G & S risk manager Tim Magoffin shared his experiences in training, retaining and sourcing staff in these labour scarce times with International Longwall News.
Magoffin said his company has sought solutions "outside the box" and has concentrated on making its work attractive to prospective and current employees by boosting its HR division, establishing a "buddy" system and working with industry training centres.
He said that with an average workforce of 820, finding skilled tradesmen and project managers was the most difficult task for G & S - with underground fitters the most in demand for the coal maintenance division of the company.
"We are pulling people from all sorts of weird and wonderful places and it does add risk to the business," Magoffin said.

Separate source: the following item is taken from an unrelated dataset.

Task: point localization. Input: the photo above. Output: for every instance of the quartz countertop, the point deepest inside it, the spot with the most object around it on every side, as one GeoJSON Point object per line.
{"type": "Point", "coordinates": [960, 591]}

"We run a fluent workforce with a core of permanent labour and we add to that itinerant labour, so for us - given that some of our guys don't ever come into head office - we're trying to ... give people a feel as though they're part of a team."
To create this team environment G & S has an internal training division - which has grown from a crew of four just a few years ago to 10 today - to bring a personalised touch to training and assessing.
"We've made a conscious decision to do as much internal training as we can. We run partnerships with registered training organisations where we can - but we get our own trainers approved to deliver the courses," Magoffin said.
"We find the response is better when the message comes from somebody from within the company wearing the company badge."
G & S has also set up the Inexperienced Worker's Scheme, a buddy program that pairs green workers - or those new to the company - with an experienced worker for a 400-hour period in a bid to transfer training and develop workplace culture.
Boosting that is a mature-age apprenticeship program, whereby workers are given recognised prior learning for their own experience and may have their apprenticeship span reduced. In the 2007 financial year G & S had a total of 50 apprentices on its books across all divisions.
Magoffin said that while the labour drought might plateau in the coming years it is unlikely to see relief, and companies across the board will be forced to continue to re-evaluate their recruitment processes if they want to ride the resources boom.